Lebensskizze
Ich wurde am 19. Juli 1953 in einem südbadischen Dorf am Südwesthang des Schwarzwaldes geboren, besuchte hier Grund- und Hauptschule und machte eine dreieinhalbjährige Ausbildung zum Feinmechaniker. Den Beruf übte ich zwei Jahre lang aus, zog mittlerweile nach Freiburg und wollte eigentlich Vollzeithippie werden.
Mental war ich bereits Morgenlandfahrer, doch statt nach Osten in das Land der Sadhus zu reisen, begann ich eine innere Reise; ich war vollkommen mittellos und hatte erkannt und erlebt, dass es eine Revolution gibt, die alles umstoßen und ändern kann. Doch dieser Umsturz begann nicht in Politik oder Religion, sondern mit Erfahrungen, die in einem anderen Abschnitt geschildert werden sollen.
1980 zog ich nach Konstanz, wo ich mich für ein Chemiestudium an der Universität einschrieb. Nach dem Vordiplom wechselte ich zurück nach Freiburg, wo ich das Studium beendete, um im gleichen Jahr 1986 eine Stelle in Kiel am Landesamt für Wasserhaushalt und Küsten anzunehmen. Das gesamte Studium konnte ich über Bafög finanzieren und war damit weitgehend unabhängig. Ich teilte diese Zeit in zwei Phasen, das eigentliche Studium mit Vorlesungen am Vormittag, Labortätigkeiten nachmittags und in Abende mit Vor- und Nachbereitungen der anfallenden Anforderungen und Prüfungen.
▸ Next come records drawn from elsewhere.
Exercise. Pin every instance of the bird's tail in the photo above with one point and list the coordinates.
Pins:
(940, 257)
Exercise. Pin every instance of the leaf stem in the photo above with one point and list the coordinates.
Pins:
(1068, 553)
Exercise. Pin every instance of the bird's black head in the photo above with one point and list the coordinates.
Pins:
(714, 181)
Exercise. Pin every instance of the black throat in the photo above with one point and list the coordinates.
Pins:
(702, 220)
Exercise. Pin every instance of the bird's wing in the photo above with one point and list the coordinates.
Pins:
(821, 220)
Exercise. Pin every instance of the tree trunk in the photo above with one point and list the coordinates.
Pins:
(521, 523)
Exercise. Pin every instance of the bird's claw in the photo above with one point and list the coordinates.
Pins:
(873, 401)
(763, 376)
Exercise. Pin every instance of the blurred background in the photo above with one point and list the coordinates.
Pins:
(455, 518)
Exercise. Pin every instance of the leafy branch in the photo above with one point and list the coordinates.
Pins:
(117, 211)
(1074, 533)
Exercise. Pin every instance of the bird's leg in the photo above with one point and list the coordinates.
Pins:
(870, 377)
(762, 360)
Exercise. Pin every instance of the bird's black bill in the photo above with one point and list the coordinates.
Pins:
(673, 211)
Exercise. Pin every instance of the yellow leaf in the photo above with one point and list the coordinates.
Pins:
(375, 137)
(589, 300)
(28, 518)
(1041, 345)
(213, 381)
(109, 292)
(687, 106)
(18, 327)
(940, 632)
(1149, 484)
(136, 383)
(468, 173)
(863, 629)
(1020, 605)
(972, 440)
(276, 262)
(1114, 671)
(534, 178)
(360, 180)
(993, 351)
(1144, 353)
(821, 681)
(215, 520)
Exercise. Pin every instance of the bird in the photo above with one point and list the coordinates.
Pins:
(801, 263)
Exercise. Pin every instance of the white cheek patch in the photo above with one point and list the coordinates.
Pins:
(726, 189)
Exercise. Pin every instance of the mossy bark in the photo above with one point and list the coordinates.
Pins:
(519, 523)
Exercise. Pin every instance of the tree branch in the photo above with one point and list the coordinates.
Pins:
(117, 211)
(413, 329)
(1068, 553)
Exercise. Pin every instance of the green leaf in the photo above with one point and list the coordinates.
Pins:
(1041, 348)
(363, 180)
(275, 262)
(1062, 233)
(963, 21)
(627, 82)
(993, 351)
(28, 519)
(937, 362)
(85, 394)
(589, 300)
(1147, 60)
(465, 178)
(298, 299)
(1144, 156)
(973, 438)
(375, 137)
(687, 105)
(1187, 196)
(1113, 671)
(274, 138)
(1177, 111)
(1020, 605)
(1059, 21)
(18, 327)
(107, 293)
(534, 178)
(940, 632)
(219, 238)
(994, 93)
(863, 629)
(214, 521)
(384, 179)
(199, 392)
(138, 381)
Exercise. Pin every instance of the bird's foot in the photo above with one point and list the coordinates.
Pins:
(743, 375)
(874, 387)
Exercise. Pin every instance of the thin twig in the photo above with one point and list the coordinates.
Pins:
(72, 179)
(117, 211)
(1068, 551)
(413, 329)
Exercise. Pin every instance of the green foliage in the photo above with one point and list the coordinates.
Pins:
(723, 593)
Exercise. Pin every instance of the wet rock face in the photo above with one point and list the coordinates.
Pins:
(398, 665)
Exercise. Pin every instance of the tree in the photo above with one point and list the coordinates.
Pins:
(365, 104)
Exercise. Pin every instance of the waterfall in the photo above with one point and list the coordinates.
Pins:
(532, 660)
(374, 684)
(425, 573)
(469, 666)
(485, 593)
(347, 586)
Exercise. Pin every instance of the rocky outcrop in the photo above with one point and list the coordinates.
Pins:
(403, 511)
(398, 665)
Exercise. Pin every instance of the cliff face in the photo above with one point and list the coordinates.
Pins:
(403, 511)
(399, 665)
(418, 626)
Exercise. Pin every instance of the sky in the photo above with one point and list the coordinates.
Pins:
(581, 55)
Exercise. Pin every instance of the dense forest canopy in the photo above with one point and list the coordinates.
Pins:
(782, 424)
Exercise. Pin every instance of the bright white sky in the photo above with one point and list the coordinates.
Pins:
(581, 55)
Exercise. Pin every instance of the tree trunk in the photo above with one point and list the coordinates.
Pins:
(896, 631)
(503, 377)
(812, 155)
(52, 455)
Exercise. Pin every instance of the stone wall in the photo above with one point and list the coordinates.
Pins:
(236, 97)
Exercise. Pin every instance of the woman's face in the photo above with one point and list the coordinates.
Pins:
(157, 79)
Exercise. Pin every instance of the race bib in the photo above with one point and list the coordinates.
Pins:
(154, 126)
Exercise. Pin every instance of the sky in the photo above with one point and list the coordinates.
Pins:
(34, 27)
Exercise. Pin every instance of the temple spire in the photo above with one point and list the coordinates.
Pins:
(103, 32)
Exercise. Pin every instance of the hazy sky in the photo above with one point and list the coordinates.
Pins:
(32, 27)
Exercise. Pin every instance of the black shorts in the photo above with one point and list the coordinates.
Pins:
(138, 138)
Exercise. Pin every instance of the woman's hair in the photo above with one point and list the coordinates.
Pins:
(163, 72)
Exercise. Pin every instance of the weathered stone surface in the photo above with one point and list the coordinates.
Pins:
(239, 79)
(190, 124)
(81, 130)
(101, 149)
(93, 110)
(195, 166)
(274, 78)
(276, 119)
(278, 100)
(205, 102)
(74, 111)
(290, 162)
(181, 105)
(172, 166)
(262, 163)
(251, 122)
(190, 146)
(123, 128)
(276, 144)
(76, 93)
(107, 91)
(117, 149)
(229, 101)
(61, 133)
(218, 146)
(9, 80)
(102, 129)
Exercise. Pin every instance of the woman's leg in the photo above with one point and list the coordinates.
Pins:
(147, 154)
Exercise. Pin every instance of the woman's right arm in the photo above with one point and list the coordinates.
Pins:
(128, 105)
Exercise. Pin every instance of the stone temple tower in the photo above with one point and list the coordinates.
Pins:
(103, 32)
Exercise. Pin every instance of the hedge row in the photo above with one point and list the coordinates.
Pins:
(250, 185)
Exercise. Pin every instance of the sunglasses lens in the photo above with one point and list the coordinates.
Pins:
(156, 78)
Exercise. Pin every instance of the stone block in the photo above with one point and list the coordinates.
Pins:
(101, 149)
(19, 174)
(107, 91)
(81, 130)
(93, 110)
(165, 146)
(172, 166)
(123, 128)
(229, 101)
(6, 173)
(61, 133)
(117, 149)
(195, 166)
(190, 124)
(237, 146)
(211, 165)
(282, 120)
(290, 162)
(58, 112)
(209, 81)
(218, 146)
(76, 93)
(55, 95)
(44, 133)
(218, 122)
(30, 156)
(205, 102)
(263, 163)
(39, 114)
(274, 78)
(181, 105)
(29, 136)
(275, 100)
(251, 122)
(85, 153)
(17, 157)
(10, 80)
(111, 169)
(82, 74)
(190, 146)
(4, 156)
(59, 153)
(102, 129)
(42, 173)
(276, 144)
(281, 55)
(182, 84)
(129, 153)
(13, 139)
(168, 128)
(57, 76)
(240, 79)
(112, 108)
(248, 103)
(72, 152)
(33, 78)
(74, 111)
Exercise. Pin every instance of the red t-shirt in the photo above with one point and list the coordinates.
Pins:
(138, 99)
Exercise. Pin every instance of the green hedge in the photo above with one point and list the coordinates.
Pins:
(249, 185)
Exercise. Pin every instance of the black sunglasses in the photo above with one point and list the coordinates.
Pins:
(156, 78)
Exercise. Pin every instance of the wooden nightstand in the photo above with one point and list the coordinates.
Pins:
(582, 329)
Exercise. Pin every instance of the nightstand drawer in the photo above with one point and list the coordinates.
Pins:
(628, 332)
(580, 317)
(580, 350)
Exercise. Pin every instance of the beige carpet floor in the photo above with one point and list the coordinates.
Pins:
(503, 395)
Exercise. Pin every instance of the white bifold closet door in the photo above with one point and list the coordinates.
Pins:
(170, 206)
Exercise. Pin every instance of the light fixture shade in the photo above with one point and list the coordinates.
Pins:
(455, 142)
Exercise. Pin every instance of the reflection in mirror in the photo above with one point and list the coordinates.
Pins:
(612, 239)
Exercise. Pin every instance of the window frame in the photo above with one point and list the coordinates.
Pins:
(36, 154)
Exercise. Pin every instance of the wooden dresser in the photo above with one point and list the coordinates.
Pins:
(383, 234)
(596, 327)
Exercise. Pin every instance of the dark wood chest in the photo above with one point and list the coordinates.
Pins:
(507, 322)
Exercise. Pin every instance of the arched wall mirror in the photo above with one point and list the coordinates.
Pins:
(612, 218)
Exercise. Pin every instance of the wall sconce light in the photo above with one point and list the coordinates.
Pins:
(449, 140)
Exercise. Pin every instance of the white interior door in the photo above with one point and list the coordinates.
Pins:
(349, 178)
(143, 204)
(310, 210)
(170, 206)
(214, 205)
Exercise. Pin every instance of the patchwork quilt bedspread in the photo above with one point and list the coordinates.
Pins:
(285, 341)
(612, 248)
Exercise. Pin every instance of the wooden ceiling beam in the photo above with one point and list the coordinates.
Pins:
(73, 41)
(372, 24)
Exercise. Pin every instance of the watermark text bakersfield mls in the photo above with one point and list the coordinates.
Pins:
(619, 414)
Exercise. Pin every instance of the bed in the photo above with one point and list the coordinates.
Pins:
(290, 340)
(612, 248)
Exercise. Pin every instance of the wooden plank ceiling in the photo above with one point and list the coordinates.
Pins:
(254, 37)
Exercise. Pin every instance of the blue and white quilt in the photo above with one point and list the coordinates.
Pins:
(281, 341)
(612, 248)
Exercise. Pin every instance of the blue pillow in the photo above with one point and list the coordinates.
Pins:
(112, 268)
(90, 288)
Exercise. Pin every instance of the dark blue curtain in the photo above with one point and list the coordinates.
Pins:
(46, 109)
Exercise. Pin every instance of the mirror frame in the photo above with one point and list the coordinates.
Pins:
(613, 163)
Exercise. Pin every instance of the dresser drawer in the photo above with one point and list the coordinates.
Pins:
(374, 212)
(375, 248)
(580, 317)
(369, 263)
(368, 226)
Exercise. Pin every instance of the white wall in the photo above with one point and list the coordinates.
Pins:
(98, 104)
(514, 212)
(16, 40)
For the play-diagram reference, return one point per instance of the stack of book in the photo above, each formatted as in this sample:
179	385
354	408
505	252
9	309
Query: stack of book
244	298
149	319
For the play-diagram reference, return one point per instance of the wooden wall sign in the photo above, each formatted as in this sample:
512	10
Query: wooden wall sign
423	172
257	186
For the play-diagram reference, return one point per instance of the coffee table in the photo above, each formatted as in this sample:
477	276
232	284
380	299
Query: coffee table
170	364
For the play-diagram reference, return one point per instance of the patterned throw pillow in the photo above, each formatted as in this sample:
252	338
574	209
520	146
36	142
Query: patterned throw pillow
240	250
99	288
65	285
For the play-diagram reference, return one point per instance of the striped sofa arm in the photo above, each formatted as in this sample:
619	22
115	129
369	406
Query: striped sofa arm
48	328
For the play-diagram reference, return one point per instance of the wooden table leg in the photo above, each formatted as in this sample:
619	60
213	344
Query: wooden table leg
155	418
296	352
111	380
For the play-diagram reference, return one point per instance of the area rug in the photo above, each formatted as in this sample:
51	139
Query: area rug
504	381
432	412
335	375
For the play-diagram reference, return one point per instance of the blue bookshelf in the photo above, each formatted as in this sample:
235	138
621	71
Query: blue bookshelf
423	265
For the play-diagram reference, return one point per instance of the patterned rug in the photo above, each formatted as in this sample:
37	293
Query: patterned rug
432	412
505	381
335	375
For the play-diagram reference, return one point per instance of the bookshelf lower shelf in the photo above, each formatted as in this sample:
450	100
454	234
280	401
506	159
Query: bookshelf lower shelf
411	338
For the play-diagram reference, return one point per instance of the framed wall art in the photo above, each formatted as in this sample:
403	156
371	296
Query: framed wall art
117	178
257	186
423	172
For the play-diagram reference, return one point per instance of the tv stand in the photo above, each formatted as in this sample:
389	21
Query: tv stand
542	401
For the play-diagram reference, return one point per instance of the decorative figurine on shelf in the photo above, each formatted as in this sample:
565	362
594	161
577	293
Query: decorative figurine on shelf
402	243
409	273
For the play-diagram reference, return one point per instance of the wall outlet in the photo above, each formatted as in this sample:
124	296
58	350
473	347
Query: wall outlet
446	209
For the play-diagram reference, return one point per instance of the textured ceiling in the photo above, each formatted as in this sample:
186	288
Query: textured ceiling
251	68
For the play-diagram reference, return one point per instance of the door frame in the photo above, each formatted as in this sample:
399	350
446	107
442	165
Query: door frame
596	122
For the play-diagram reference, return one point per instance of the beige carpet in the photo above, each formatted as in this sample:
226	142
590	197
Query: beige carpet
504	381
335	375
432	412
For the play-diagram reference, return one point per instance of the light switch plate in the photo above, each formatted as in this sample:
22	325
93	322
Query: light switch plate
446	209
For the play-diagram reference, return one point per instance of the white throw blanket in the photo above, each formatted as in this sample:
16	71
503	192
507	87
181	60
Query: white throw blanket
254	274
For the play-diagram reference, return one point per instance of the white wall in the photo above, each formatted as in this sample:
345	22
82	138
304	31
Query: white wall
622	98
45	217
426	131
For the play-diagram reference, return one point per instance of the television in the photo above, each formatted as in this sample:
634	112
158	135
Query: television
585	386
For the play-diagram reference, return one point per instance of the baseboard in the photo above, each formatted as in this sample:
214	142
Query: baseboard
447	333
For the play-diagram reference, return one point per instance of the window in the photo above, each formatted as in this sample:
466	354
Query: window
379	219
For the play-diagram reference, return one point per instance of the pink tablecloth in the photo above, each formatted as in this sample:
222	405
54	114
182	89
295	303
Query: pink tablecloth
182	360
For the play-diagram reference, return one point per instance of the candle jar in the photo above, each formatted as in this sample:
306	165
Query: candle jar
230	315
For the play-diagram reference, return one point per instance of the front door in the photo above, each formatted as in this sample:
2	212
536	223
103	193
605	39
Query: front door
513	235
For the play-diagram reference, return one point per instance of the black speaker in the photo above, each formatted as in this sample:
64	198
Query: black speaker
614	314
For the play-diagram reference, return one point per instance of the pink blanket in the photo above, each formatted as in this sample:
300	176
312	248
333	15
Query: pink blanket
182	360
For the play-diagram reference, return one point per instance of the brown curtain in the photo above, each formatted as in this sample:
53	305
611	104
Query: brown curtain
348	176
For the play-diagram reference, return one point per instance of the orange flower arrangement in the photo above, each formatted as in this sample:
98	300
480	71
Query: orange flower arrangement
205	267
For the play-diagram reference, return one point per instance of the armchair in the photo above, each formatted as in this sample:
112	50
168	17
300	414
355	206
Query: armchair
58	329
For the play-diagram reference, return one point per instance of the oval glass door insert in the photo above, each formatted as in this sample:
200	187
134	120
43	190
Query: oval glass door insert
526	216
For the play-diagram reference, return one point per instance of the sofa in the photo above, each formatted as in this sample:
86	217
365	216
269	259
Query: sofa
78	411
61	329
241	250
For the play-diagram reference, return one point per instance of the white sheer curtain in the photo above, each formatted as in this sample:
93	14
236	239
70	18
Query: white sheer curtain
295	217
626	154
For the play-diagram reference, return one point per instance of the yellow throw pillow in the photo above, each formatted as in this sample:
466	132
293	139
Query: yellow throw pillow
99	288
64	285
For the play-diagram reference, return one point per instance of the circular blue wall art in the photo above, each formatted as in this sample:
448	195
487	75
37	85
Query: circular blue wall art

Die zweite Phase bildeten die nicht weniger wichtigen Semesterferien. Diese reservierte ich für meine „Sadhana“, so nenne ich meine spirituellen Praktiken mit magischen Einlagen in den Semesterferien. Wie viel ich davon berichte, wird sich in den Lebensskizzen noch zeigen.
Im Anschluss an das Studium trat ich als Chemiker eine Stelle im Landesamt für Gewässerschutz in Kiel an, wo ich das Labor für Gewässer-Analytik führte und Gutachten zum Belastungszustand durch Schwermetalle und organische Schadstoffe der Fließgewässer und im Küstenbereiches von Nord- und Ostsee des Landes Schleswig-Holstein erstellte. Nach zwei Berufsjahren quittierte ich den Dienst, nachdem mein oberste Landesherr kurz zuvor und noch in jungen Jahren über den Jordan ging. Er wurde tot in einer Badewanne in einem Genfer Hotel gefunden und ich will diesen doch tragischen Tod mit seinen politischen und unmenschlichen Begleitumstände nicht aufrollen.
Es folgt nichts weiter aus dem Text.